Ordinary people who felt a twinge of curiosity about her absence from public life will watch, smile and move on, looking forward to the Princess’s return to work at some point after Easter.
But on the internet, the social media conspiracy theorists have doubled down. It must be a body double, they screamed; she looks too well. Even the rustic-themed decorations outside the shop were cause for suspicion, they claimed; it “must have been” taken not on Saturday but at Christmas.
The publication of metadata showing the video was taken exactly when and where it is said to have been taken was not enough to satisfy them.
Even those who believe it is the Princess have used it to pile on the criticism about why she has not yet got back to work, seemingly unaware that walking a short distance from car to shop is not quite the same as returning to work in formal wear, with microphones ready to broadcast any passing comment around the world.
At this point, the Princess and the palace simply cannot win.
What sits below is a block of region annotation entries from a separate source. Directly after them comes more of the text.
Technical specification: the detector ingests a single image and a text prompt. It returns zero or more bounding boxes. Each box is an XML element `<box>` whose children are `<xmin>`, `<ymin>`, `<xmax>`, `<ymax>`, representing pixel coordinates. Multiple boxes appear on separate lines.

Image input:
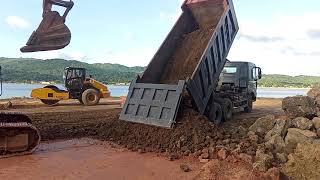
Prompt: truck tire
<box><xmin>215</xmin><ymin>98</ymin><xmax>233</xmax><ymax>121</ymax></box>
<box><xmin>78</xmin><ymin>98</ymin><xmax>83</xmax><ymax>104</ymax></box>
<box><xmin>41</xmin><ymin>99</ymin><xmax>59</xmax><ymax>106</ymax></box>
<box><xmin>244</xmin><ymin>96</ymin><xmax>253</xmax><ymax>113</ymax></box>
<box><xmin>209</xmin><ymin>102</ymin><xmax>222</xmax><ymax>125</ymax></box>
<box><xmin>82</xmin><ymin>89</ymin><xmax>100</xmax><ymax>106</ymax></box>
<box><xmin>222</xmin><ymin>98</ymin><xmax>233</xmax><ymax>121</ymax></box>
The rules that govern the press, some written in the form of privacy laws and some unwritten based on decency and common sense, have, for now, fallen.
The media’s relationship with the palace was drastically redrawn in the wake of the death of Diana, Princess of Wales, shedding the excesses of the paparazzi and pouring a shock of cold water over the public’s insatiable appetite for royal gossip.
More than a quarter of a century on, as a new generation hounds the new Princess of Wales digitally, those lessons do not seem to have been passed on.
The paparazzi have been swapped for mobile phone cameras, the columnists supplanted by endless online royal “experts” with clickbait at their fingertips, but the sentiment – that the Princess is up for discussion without boundary – remains the same.